Si rende quindi necessario intervenire a favore di queste imprese presso l’Unione Europea affinché autorizzi un’ulteriore riduzione delle accise, che in Italia incidono per il 39% sul prezzo della benzina verde, mentre sul gasolio per autotrazione arrivano comunque al 35,5% e sul Gpl al 18%. Alla luce della straordinaria criticità del momento e del peso economico che il settore dell’autotrasporto riveste in Europa, la CGIA ritiene che “non dovrebbe essere difficile trovare l’appoggio dei principali Paesi dell’Unione per convincere Bruxelles a modificare la Direttiva europea 2003/1996/CE che impone questi limiti”.

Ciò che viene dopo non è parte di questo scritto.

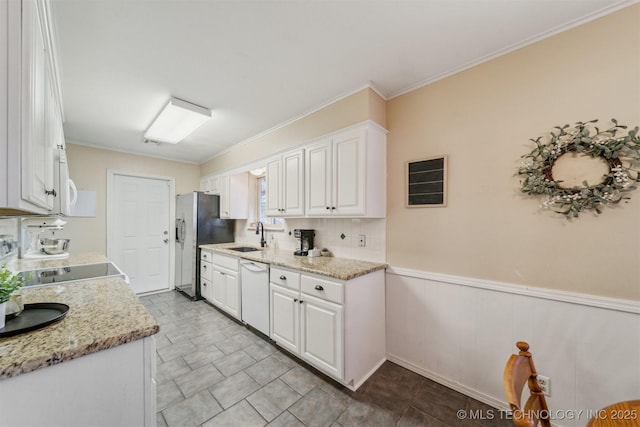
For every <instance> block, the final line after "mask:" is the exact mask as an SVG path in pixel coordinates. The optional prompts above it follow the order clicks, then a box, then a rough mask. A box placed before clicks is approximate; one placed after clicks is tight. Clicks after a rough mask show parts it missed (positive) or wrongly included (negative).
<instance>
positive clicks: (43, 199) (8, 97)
mask: <svg viewBox="0 0 640 427" xmlns="http://www.w3.org/2000/svg"><path fill="white" fill-rule="evenodd" d="M47 17H48V2H47V1H35V0H23V1H22V2H20V1H10V2H2V3H0V21H2V22H0V27H1V28H7V29H8V31H3V32H1V33H0V60H1V61H2V62H0V64H1V65H2V66H1V67H0V68H1V69H0V81H1V82H2V84H3V85H4V84H6V87H7V89H6V96H5V97H2V96H0V98H4V100H6V110H5V108H4V107H5V105H3V108H0V111H2V110H5V111H6V115H5V114H4V113H3V114H2V117H1V118H0V135H2V137H1V139H0V149H2V150H3V151H6V156H0V157H4V159H5V160H4V161H6V164H4V162H3V163H2V164H0V166H4V168H5V170H6V171H7V179H6V182H3V183H2V184H1V185H0V208H3V210H7V211H11V210H17V211H26V212H33V213H44V214H51V213H58V212H54V205H55V203H54V202H55V199H54V198H55V197H57V196H58V194H59V192H60V191H61V189H60V188H56V187H58V185H57V184H54V166H55V156H56V151H55V150H58V149H60V148H59V147H58V146H63V145H64V135H63V132H62V114H61V109H60V103H59V99H58V92H57V90H56V89H57V79H56V70H55V69H54V67H53V64H54V61H53V58H52V54H51V51H52V44H51V38H50V34H49V31H48V18H47ZM3 90H4V89H3ZM2 95H5V93H2ZM4 100H3V101H2V102H4ZM5 137H6V138H7V139H6V140H5V139H4V138H5ZM16 213H19V212H16Z"/></svg>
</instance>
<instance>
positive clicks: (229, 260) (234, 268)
mask: <svg viewBox="0 0 640 427" xmlns="http://www.w3.org/2000/svg"><path fill="white" fill-rule="evenodd" d="M211 262H213V263H214V264H216V265H219V266H220V267H224V268H226V269H228V270H233V271H235V272H236V273H237V272H238V258H236V257H233V256H226V255H221V254H215V253H214V254H213V257H212V261H211Z"/></svg>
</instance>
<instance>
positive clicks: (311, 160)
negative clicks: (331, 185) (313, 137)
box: [305, 140, 334, 216]
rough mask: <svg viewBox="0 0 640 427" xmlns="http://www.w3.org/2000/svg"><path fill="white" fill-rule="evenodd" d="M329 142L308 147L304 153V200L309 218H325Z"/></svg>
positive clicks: (329, 161)
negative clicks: (304, 187)
mask: <svg viewBox="0 0 640 427" xmlns="http://www.w3.org/2000/svg"><path fill="white" fill-rule="evenodd" d="M331 174H332V172H331V140H325V141H322V142H319V143H317V144H313V145H312V146H310V147H308V148H307V149H306V152H305V200H306V212H307V215H309V216H326V215H330V214H331V211H332V207H334V206H333V205H332V202H331Z"/></svg>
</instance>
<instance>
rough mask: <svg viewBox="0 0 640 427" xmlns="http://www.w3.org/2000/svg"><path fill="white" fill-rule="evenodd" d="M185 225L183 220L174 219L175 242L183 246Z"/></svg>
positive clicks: (186, 225)
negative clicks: (174, 229) (175, 238)
mask: <svg viewBox="0 0 640 427" xmlns="http://www.w3.org/2000/svg"><path fill="white" fill-rule="evenodd" d="M186 228H187V224H186V222H185V221H184V218H180V219H176V242H178V243H182V244H183V245H184V238H185V233H186V231H187V230H186Z"/></svg>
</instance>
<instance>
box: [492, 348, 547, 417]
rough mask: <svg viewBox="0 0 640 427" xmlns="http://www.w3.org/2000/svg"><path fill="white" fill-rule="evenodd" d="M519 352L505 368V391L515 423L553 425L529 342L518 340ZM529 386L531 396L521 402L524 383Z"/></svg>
mask: <svg viewBox="0 0 640 427" xmlns="http://www.w3.org/2000/svg"><path fill="white" fill-rule="evenodd" d="M516 346H517V347H518V349H519V350H520V352H519V353H518V354H512V355H511V357H510V358H509V360H508V361H507V365H506V366H505V368H504V391H505V393H506V395H507V402H508V403H509V406H510V407H511V411H513V418H512V419H513V423H514V424H515V425H516V426H518V427H537V426H543V427H551V421H550V418H551V417H550V414H549V408H548V407H547V401H546V400H545V398H544V394H543V393H542V388H541V387H540V384H538V374H537V372H536V368H535V366H534V364H533V359H532V357H531V353H530V352H529V344H527V343H526V342H524V341H518V342H517V343H516ZM525 384H527V385H528V387H529V398H528V399H527V401H526V402H525V404H524V406H522V404H521V397H522V390H523V389H524V385H525Z"/></svg>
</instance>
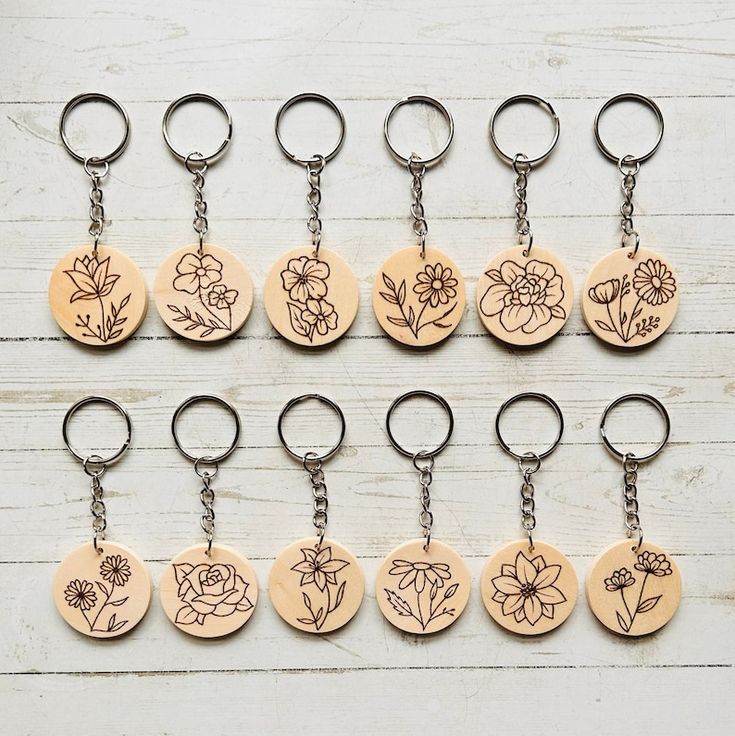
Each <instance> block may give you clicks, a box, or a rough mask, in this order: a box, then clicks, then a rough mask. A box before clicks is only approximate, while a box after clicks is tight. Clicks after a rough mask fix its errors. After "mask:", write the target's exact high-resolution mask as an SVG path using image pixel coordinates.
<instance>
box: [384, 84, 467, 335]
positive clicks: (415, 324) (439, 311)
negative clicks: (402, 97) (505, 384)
mask: <svg viewBox="0 0 735 736" xmlns="http://www.w3.org/2000/svg"><path fill="white" fill-rule="evenodd" d="M415 103H424V104H427V105H430V106H431V107H433V108H435V109H436V110H438V111H439V112H440V113H441V114H442V115H443V117H444V119H445V120H446V121H447V125H448V126H449V135H448V136H447V140H446V143H445V144H444V147H443V148H442V149H441V151H439V153H437V154H436V155H434V156H430V157H426V158H422V157H421V156H419V155H418V154H416V153H411V155H410V156H408V157H406V156H403V155H402V154H401V153H400V152H399V151H398V150H397V149H396V147H395V146H394V145H393V141H392V140H391V137H390V130H389V129H390V123H391V120H392V118H393V116H394V115H395V113H396V111H397V110H398V109H399V108H401V107H402V106H403V105H410V104H415ZM383 135H384V136H385V141H386V143H387V144H388V148H389V149H390V152H391V154H392V155H393V156H394V158H396V159H397V160H398V161H400V162H401V163H402V164H404V165H405V166H406V167H407V168H408V172H409V174H410V175H411V195H412V201H411V216H412V217H413V231H414V233H415V234H416V240H417V243H416V245H415V246H411V247H409V248H403V249H402V250H399V251H397V252H396V253H394V254H393V255H392V256H390V257H389V258H388V259H387V260H386V261H385V262H384V263H383V265H382V266H381V267H380V270H379V271H378V274H377V276H376V278H375V285H374V287H373V310H374V311H375V316H376V318H377V320H378V323H379V324H380V326H381V327H382V328H383V330H384V331H385V332H386V333H387V334H388V335H389V336H390V337H392V338H393V339H394V340H397V341H398V342H400V343H403V344H404V345H408V346H409V347H428V346H430V345H435V344H436V343H438V342H441V341H442V340H445V339H446V338H447V337H449V335H450V334H451V333H452V332H453V331H454V329H455V328H456V327H457V325H458V324H459V322H460V320H461V319H462V315H463V314H464V308H465V288H464V280H463V278H462V274H461V273H460V271H459V268H458V267H457V264H456V263H454V261H452V260H451V259H450V258H449V257H448V256H447V254H446V253H444V252H443V251H441V250H438V249H436V248H427V247H426V236H427V233H428V232H429V226H428V224H427V222H426V217H425V213H424V205H423V203H422V201H421V200H422V196H423V179H424V175H425V174H426V170H427V169H428V168H429V167H430V166H433V165H434V164H436V163H438V162H439V161H440V160H441V159H442V158H443V156H444V154H445V153H446V152H447V150H448V149H449V145H450V144H451V142H452V138H453V137H454V119H453V118H452V116H451V114H450V113H449V110H447V108H446V107H444V105H442V104H441V103H440V102H439V101H438V100H435V99H434V98H433V97H427V96H426V95H412V96H411V97H406V98H405V99H403V100H400V101H399V102H397V103H396V104H395V105H393V107H392V108H391V109H390V110H389V111H388V114H387V115H386V117H385V122H384V123H383Z"/></svg>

Gli artigiani di Mestre ricordiamo inoltre che “ai nostri autotrasportatori con mezzi oltre le 7,5 tonnellate è riconosciuto un credito di imposta che trimestralmente possono compensare o tramutare in un rimborso. Ma l’importo convenuto, pari a 0,214 euro ogni litro di gasolio, è molto contenuto e ha raggiunto il livello massimo. Per contro l’accisa, sempre al litro, incide sul prezzo alla pompa per 0,617 euro. In altre parole, la percentuale di abbattimento dell’accisa è pari solo al 35%. In conclusione l’Ufficio studi della CGIA ricorda che “il credito di imposta per il rimborso delle accise che gravano sui carburanti è previsto anche per i tassisti, per il trasporto pubblico locale, quello scolastico e gli autonoleggiatori con conducente, se questi ultimi hanno la licenza in un Comune che non dispone di taxi. Non è invece previsto per le altre categorie artigiane, gli agenti di commercio e i bus turistici.